La diocesi si sta impegnando in un ricorso al Tar per evitare ulteriore consumo di suolo e interventi  che deturpino l’ambiente della nostra Pianura Padana, ma perchè allora il cosiddetto “scudo verde”  che propone non può essere ipotizzato, oltre che sui territori nelle vicinanze del Santuario, anche  anche per gli altri terreni che corrono il rischio della medesima sorte? Perchè non è possibile evitare la  vendiTa della porzione di terreno della Diocesi destinata alla cementificazione? 

Con fiducia e speranza nel futuro, 

 

Comitato Cemento Picenengo

6 risposte

  1. Giusto! La Diocesi mentre da un lato si oppone alla costruzione di un orribile polo logistico che rovinerebbe il panorama circostante il Santuario, dall’altra tace. Si tratta di proteggere l’estetica da una parte, e solo marginalmente coinvolge l’ambiente e la salute umana, mentre a Picenengo non essendoci un problema estetico/religioso non vale la pena lottare? Preservare dalla cementificazione pare aver senso solo in certi casi, per la Diocesi! Non va bene. Una costruzione seppur consacrata non ha più valore della salute e della vita dei cremonesi di Picenengo. Oltretutto nel caso del santuario di Caravaggio il polo logistico deturperebbe il paesaggio da un territorio posto addirittura su un altro comune, Misano. Non va bene.

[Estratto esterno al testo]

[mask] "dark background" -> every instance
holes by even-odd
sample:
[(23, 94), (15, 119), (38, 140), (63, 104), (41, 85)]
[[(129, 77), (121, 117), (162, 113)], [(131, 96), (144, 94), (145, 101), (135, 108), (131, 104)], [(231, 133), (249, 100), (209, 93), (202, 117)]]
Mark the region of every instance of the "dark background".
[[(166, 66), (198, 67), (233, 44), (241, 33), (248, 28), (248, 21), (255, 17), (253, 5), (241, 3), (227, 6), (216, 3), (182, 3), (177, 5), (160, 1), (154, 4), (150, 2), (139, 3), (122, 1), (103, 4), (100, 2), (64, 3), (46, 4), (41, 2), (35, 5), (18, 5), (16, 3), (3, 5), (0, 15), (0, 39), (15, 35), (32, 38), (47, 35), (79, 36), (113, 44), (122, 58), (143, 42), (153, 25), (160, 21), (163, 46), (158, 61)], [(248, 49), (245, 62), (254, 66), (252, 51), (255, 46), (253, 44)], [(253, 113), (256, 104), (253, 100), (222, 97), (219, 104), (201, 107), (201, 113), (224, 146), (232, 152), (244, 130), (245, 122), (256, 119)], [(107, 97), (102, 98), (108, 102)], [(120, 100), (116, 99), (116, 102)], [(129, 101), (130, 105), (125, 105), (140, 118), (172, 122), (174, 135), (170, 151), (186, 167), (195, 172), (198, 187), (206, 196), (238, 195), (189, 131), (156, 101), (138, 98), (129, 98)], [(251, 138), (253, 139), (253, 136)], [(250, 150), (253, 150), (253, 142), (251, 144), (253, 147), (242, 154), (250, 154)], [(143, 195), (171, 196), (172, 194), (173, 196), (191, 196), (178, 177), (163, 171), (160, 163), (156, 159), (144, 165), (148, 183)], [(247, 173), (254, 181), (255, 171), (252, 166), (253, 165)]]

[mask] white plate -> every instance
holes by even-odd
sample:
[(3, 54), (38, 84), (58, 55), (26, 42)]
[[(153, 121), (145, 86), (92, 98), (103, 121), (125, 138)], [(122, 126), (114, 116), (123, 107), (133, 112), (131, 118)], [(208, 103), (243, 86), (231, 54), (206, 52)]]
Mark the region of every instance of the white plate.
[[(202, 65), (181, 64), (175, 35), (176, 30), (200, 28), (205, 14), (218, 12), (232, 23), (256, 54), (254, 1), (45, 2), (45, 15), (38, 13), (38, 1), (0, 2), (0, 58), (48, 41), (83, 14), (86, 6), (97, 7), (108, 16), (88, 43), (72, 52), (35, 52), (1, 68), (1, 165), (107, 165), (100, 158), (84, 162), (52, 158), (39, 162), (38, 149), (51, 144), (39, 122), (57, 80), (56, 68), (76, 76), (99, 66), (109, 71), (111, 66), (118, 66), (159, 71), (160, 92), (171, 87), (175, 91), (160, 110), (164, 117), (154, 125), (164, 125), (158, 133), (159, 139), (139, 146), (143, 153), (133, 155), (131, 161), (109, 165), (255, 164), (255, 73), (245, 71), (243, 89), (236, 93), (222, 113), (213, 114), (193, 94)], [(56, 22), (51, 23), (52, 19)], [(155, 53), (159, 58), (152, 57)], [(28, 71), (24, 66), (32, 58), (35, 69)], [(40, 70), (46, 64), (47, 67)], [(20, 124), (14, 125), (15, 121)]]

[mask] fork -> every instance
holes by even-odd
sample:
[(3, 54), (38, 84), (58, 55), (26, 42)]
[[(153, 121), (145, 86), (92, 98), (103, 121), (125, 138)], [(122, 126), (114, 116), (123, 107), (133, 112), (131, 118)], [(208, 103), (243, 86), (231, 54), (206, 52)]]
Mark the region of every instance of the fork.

  2. Perché come già scrissi l’ambientalismo diocesano sembra essere di facciata,a seconda degli interessi in gioco, come in tanti altri ambiti d’altronde, per cui io credente dalla nascita, non mi riconosco più in questa chiesa. Al santuario c’è il movimento dei fedeli con l eventuale business collegato da tutelare, a Picenengo forse il business che interessava era proprio finalizzato a ricavare i soldi da quella vendita. Poi chi se ne frega del destino d’uso. Due pesi e due misure dunque già scrissi. Un ambientalismo di facciata o meglio nessun ambientalismo ma solo apparenti mire speculative. Nessun sincero interesse per l’ambiente in entrambi i casi. Ma questa è solo un’ipotesi. Vorrei pensarne un’altra.

  3. Spero che il Comitato abbia inviato questa lettera a tutti i giornali locali, regionali e anche a testate nazionali; l’informazione e la divulgazione di questo atteggiamento a due facce verso lo stesso problema deve raggiungere il maggior numero di persone.